This is my first significant Flux program, be gentle

I have a model `m`

. It takes two vectors as input (via a `Parallel(vcat...)`

layer), the first of which is a vector of floats and the second is a one-hot. I can get it to work if I loop through the features one by one. But I’m trying to do a batch evaluation. So I generate two matrices of features, `m1 = [f1 f2 f3 ...]`

where `f1`

etc are the individual vectors of reals, and `m2 = [b1 b2 b3 ...]`

where `b1`

etc are the one-hot vectors.

When I do the following:

```
m((f1, b1))
```

I get what I expect, a vector output of the right length.

When I do:

```
m((m1, m2))
```

I get… a vector output, of the same length. Which is to say, I don’t get individual vectors corresponding to each of the features. I just get a single vector. And it doesn’t correspond to any of the vectors I would expect for the individual inputs.

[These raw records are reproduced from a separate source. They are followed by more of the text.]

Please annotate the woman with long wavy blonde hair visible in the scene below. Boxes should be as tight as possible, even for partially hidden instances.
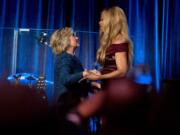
[97,6,133,66]
[67,6,141,134]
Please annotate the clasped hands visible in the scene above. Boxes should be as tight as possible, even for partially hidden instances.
[80,70,101,81]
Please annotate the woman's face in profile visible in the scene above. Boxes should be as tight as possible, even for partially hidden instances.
[69,33,78,47]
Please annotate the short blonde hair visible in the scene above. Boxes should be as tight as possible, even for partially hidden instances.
[50,27,73,54]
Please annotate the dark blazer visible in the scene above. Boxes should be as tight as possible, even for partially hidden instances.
[54,52,90,100]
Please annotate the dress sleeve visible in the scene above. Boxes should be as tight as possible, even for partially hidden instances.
[107,43,128,54]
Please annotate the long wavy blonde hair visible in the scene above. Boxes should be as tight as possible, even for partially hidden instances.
[97,6,133,67]
[50,27,73,54]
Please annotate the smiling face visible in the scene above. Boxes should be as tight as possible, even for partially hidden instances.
[69,32,79,48]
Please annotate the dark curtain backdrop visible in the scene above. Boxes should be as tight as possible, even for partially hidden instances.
[0,0,180,101]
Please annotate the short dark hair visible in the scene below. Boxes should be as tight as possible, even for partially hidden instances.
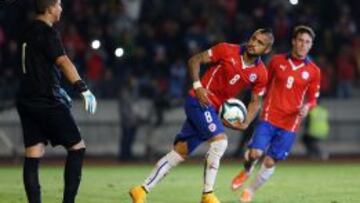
[292,25,316,40]
[34,0,57,14]
[254,28,275,46]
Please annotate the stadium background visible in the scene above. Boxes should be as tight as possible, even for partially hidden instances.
[0,0,360,203]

I’m doing something wildly wrong, yes? Because in my training loop, the loss function gets called with `m1`

and `m2`

which propagates to the `m((m1, m2))`

call, and then calculates a loss with the result, which is nonsensical. And, indeed, it doesn’t converge – unless I train with exactly one example in the training set.

But I don’t have enough experience to see what I’m doing wrong, this appears to be what is recommended in the Flux documentation.